LINQ allows you to cleanly operate on collections in memory.
LINQ uses lazy evaluation of sequences, aka "Deferred Execution".
LINQ is trivially parallelized with a single AsParallel()
method call. Need to preserve ordering? Then AsOrderedParallel()
will perform a merge and sort after the fact. Here's the entire implementation of Map-Reduce, using Extension Methods (akin to Categories in Objective-C)
public static ParallelQuery<R> MapReduce<T, M, K, R>(
this ParallelQuery<T> source,
Func<T, IEnumerable<M>> map,
Func<M, K> keySelector,
Func<IGrouping<K, M>, IEnumerable<R>> reduce)
{
return source.SelectMany(map)
.GroupBy(keySelector)
.SelectMany(reduce);
}
LINQ can project elements of a sequence into a new form, without making you define an endless array of 'holder' classes:
source.Where(x => x.Prop > 5)
.Select(x => new { Name = "x#" + x.Id, Prop = x.Prop })

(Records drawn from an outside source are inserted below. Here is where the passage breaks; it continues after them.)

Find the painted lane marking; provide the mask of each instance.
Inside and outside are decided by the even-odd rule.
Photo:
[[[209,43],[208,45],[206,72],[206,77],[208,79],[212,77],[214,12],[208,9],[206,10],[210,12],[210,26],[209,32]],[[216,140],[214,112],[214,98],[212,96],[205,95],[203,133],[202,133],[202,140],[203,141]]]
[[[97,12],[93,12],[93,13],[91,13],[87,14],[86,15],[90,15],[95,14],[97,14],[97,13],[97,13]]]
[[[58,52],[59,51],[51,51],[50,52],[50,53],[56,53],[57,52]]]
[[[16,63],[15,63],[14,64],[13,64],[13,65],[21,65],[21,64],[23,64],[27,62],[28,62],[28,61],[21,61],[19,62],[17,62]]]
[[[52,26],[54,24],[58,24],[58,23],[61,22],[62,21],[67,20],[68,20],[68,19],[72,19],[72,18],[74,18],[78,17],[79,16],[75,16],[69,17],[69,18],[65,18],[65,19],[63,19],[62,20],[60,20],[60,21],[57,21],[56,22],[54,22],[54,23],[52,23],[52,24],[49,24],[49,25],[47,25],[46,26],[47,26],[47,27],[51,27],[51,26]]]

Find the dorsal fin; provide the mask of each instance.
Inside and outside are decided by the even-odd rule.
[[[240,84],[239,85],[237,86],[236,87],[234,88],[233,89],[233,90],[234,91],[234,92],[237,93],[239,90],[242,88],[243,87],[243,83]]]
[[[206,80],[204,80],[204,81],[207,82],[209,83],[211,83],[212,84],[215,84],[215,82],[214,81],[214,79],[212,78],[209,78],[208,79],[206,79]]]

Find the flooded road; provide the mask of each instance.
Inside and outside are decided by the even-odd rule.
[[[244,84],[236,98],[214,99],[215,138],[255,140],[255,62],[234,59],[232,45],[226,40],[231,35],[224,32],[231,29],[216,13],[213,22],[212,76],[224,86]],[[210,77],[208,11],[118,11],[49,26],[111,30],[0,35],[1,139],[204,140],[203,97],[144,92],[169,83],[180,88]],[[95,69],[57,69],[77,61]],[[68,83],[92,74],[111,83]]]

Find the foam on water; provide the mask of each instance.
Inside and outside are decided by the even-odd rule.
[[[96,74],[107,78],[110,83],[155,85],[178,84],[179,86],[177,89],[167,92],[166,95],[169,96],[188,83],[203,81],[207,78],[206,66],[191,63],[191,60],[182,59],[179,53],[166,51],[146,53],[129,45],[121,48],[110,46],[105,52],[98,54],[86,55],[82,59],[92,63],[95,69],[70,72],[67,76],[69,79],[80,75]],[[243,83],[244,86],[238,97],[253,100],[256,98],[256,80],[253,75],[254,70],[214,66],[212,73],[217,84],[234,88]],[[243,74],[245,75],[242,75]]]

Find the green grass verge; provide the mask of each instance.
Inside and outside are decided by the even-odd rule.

LINQ will perform hash joins, but only if the number of items is large enough to make it worthwhile. Try writing the following code without using LINQ. Now imagine matching not just on Price, but on a composite key. How many hash tables, lists, and new classes did you need?
var result = from a in apples
join b in batteries on a.Price equals b.Price
select new { Apple = a, Battery = b, Price = a.Price };
LINQ can group, including on composite keys. The elements of the grouped sequence are available along with the key:
var result = from i in items
join r in records on r.y equals i.y
group i by new { key1 = i.y, key2 = i.z };
var list = result.Select(a => new {
Key1 = a.key1,
Key2 = a.key2,
FirstFiveItems = a.Take(5)
});
LINQ has many more operators for things like Sorting, Partitioning, Set operators, Aggregations, and more.
Probably the biggest and most important feature of LINQ is the fact that you don't have to consume what it produces. Instead, you can take an Expression Tree, which is the abstract syntax tree representing the entire LINQ query!
If you ever wondered how the LINQ to database products work, they simply have overloads or extension methods that take expressions instead of IQueryable. They can then analyse the tree to produce a SQL select statement. When non-SQL expressions are encountered, such as accessing a property on an object, it can choose to invoke that expression to produce a value which is then included in the SQL statement.
This expression functionality also underlies dynamic support - if your dynamic object can determine the binding site and type, it can return an expression to replace the dynamic bits, which is then compiled into a delegate (function pointer) which is much faster than dynamic lookup. Think using assembly to patch a trampoline at runtime, only in a completely type-safe way! You can also build an expression tree arbitrarily, then ask the runtime to compile it to a delegate on the fly.
var be = Expression.Power(Expression.Constant(2D), Expression.Constant(3D));
var le = Expression.Lambda<Func<double>>(be);
var compiled = le.Compile();
// compiled is now a JIT'd method in native assembly (x86, x64, or ARM)
compiled(); //invoke it just like any other method
Using LINQ on a daily basis gently forcesallows you to learn functional programming, set operations, monads, and other related concepts. Not in a superficial way like a school project, but deeply in your bones. You begin to apply the concepts to actual productive work. No professorial lecture on LISP ever covers edges cases like reading a file or opening a socket, but you sure will learn 100 ways to calculate Fibonacci numbers. By using functional styles in C# with LINQ, you can begin to apply the concepts in small chunks while being immediately productive, leading to a positive feedback loop that is at the root of mastering programming (some would even say the root of all learning).
Using LINQ, you start to understand that functions are data in your gut. It changes the way you approach problems. Every interesting method starts sprouting Func<T>
in the parameter list. You begin to see how immutability really means treating everything as an in-memory snapshot. You grok why you need this for concurrency. You realize how evil side-effects can be; how many great algorithms are impossible when your code spills its side-effect guts just walking down the street.
LINQ was the first step I took in learning how to reason about my programs and start to understand how to prove their correctness without ever having run it.
Not bad for something "used to query databases".
This blog represents my own personal opinion and is not endorsed by my employer.